Change Captioning in Remote Sensing: Evolution to SAT-Cap -- A Single-Stage Transformer Approach

TL;DR

This work tackles change captioning in remote sensing by targeting the inefficiency and semantic limitations of multi-stage fusion in transformer-based RSICC methods. It introduces SAT-Cap, a single-stage framework that combines a Spatial-Channel Attention Encoder (SCAE), a Difference-Guided Fusion module, and a Transformer-based Caption Decoder to fuse bi-temporal features and generate detailed change descriptions. The approach leverages a Semantic-Enhanced Mapping (SEM) with a ConvFFN-based Transformer block, and uses cosine similarity-based fusion to keep the architecture light while preserving semantic richness, achieving state-of-the-art CIDEr-D scores on LEVIR-CC and DUBAI-CCD. The results demonstrate that joint spatial and channel modeling, along with a streamlined fusion strategy, can improve caption quality and object-level detail, which is valuable for practical Earth observation monitoring and change analysis.

Abstract

Change captioning has become essential for accurately describing changes in multi-temporal remote sensing data, providing an intuitive way to monitor Earth's dynamics through natural language.
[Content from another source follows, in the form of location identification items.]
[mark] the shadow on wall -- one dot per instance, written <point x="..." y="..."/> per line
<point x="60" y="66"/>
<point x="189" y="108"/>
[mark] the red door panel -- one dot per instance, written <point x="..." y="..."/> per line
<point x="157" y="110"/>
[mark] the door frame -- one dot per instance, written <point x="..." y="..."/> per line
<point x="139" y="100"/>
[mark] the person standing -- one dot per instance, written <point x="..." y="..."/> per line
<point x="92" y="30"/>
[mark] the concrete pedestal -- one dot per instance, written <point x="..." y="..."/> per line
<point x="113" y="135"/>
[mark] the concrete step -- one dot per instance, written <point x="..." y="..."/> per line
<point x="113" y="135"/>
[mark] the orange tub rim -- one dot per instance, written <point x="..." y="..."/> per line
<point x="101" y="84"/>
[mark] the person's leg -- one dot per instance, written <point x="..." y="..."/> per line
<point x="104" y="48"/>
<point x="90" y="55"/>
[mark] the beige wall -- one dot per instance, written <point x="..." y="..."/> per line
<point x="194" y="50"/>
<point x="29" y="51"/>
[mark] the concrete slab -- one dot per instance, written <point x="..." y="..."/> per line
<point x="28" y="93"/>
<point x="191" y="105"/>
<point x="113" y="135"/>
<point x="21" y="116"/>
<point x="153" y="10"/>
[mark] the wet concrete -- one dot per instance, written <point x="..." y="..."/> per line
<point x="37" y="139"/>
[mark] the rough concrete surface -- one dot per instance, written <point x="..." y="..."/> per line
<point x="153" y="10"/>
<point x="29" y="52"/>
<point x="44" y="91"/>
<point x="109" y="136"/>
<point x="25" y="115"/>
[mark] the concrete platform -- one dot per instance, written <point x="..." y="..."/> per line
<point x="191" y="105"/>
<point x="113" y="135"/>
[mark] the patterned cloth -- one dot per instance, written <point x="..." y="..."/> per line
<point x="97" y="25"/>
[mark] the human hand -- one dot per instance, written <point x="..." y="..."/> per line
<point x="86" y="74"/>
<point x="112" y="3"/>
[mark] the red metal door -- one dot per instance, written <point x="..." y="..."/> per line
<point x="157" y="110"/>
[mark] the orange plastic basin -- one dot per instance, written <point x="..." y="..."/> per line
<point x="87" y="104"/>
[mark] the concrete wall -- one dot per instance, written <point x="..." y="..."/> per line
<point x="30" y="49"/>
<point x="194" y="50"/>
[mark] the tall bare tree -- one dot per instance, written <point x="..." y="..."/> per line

However, existing change captioning methods face two key challenges: high computational demands due to multistage fusion strategy, and insufficient detail in object descriptions due to limited semantic extraction from individual images. To solve these challenges, we propose SAT-Cap based on the transformers model with a single-stage feature fusion for remote sensing change captioning. In particular, SAT-Cap integrates a Spatial-Channel Attention Encoder, a Difference-Guided Fusion module, and a Caption Decoder. Compared to typical models that require multi-stage fusion in transformer encoder and fusion module, SAT-Cap uses only a simple cosine similarity-based fusion module for information integration, reducing the complexity of the model architecture. By jointly modeling spatial and channel information in Spatial-Channel Attention Encoder, our approach significantly enhances the model's ability to extract semantic information from objects in multi-temporal remote sensing images. Extensive experiments validate the effectiveness of SAT-Cap, achieving CIDEr scores of 140.23% on the LEVIR-CC dataset and 97.74% on the DUBAI-CC dataset, surpassing current state-of-the-art methods. The code and pre-trained models will be available online.

Figures (10)

• Figure 1: Examples of common remote sensing vision-language downstream tasks: (a) image captioning, (b) visual question answering, (c) image-text retrieval, and (d) text-to-image generation
• Figure 2: Illustration of SAT-Cap for RSICC.
• Figure 3: Illustration of SAM and CAM.
• Figure 4: Illustration of ConvFFN.
• Figure 5: Captioning results on the DUBAI-CCD dataset. Black sentence is one of the five ground truth sentences. The orange captions are generated by Chg2Cap chang2023changes, while the captions generated by our method are shown in blue.